天下作乱之源,往往因失业游民乘饥蜂起。盖年丰则生计稍宽,衣食赖以粗给。岁歉侧流离失所,壮者必散诸四方,即不自为盗贼,必为匪党胁诱。天下能无乱乎?

泰西各国政府知其事有所必至也。于是广辟商埠以浚利源,多开矿务以资人力,觅新地以赡贫穷,兴制造以裕器用。择地多造花园,听民游览,以舒其郁塞之气。广兴曲局,令人领会,以导其心气之平。尚恐其犯上作乱也,平时则派巡捕稽查弹压之,有事则盛设兵卫以勘平之。凡若此者,无非欲国家久享太平之福,亿兆各遂生人之乐耳。其富有财产者亦皆思深虑远,旷达慈良,相与慨捐巨资作为绝大善举。(容纯甫观察云:“美国有富翁积财数千万,尽行拨作各种善举者。”)令贫民讴歌思慕永不能忘,断不愿惟日孳孳,专为子孙计。(语云:“大厦千间,夜眠八尺。
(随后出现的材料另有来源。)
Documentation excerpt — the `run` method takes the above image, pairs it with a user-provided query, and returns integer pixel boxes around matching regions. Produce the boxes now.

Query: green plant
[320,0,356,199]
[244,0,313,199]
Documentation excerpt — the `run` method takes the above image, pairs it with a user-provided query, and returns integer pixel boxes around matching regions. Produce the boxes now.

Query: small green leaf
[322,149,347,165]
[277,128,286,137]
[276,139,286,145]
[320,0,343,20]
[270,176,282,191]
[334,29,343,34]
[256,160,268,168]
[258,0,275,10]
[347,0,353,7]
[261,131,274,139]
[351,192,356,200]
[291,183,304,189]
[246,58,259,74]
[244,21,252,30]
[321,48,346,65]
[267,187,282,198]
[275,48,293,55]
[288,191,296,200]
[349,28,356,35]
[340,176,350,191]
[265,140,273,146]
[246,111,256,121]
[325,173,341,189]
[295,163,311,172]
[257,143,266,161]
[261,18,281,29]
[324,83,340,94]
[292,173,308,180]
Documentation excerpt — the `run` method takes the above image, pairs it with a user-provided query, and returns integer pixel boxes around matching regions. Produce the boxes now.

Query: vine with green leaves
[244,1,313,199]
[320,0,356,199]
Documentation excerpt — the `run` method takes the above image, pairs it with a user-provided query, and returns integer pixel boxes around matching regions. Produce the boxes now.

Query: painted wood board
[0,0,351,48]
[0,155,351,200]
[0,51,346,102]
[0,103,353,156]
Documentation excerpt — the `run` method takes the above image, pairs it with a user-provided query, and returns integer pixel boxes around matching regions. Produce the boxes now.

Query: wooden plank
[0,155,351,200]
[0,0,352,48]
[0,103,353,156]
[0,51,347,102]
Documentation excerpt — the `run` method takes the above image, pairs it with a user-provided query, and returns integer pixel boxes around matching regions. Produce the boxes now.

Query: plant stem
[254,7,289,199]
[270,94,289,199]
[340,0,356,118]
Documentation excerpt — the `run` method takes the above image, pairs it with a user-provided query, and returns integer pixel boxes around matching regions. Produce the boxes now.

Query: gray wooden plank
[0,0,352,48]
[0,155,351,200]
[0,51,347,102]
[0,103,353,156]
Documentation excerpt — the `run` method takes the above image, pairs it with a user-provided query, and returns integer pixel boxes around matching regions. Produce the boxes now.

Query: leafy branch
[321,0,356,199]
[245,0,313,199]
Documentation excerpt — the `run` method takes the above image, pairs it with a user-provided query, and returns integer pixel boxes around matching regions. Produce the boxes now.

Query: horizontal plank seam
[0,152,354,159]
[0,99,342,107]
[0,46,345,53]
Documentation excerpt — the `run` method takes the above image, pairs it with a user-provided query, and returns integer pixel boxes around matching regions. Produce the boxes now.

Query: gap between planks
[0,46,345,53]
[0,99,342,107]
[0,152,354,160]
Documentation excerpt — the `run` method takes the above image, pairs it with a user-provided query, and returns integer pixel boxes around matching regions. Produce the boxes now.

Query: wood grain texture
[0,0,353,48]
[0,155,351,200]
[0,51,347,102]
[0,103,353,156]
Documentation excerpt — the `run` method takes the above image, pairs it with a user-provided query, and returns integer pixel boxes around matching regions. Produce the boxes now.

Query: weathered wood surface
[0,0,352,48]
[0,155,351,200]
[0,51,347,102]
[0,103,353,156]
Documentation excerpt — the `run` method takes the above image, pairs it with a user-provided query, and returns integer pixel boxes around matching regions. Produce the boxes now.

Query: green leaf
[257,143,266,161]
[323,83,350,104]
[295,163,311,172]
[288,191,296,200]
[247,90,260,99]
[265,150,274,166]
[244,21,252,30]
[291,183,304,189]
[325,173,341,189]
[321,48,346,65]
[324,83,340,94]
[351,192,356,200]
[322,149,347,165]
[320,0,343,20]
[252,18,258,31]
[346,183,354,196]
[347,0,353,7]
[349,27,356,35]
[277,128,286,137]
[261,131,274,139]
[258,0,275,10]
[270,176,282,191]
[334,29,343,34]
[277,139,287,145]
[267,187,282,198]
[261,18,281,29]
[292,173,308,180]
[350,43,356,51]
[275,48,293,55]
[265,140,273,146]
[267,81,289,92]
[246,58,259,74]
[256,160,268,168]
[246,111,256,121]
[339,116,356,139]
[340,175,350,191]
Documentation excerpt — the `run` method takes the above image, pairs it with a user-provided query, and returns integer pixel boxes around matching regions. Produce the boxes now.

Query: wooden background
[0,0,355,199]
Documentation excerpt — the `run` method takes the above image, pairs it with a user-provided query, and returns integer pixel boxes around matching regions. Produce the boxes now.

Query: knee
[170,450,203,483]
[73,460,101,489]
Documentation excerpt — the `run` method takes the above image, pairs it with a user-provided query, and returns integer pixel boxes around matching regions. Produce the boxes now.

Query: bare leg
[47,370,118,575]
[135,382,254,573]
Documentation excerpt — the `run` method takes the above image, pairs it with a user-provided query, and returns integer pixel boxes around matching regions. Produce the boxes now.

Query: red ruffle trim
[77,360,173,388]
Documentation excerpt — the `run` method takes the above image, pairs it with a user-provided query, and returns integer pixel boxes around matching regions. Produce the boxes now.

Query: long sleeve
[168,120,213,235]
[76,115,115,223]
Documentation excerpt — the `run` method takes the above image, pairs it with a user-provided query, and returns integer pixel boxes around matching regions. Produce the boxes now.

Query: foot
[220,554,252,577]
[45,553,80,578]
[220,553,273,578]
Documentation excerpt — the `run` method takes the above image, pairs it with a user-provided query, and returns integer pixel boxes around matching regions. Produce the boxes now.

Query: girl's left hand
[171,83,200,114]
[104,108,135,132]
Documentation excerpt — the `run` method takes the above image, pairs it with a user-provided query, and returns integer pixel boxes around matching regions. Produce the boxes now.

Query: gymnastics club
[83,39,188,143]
良田万顷,日食一升。”又云:“生不带来,死不带去。积钱于子孙,子孙未必能守。积书于子孙,子孙未必能读。惟积德于冥冥之中,可使子孙受用无穷。”西人好善者其知此道矣。〔八卷本增:中国民智未开,只知为子孙作马牛。尝闻有积蓄金银无数埋于地中,竟为贼所劫。亦有守至贼兵入境,如李闯所为迫勒财尽身亡。请富翁深详思之。)〕以故善堂林立,良法美备。凡有衣衫褴褛、丐食市廛者,即为巡捕拘入善堂,使之各执一艺。纵城市间有乞丐,必须手摇风琴,或握鲜花,或持自来火以为赠贻。虽一望知为乞钱者流,亦觉有所藉手,而衣服完整,绝无污秽面孔以取憎于人。

噫!我中华未能也,此固见其立法之良,实亦善举众多,而后有此耳。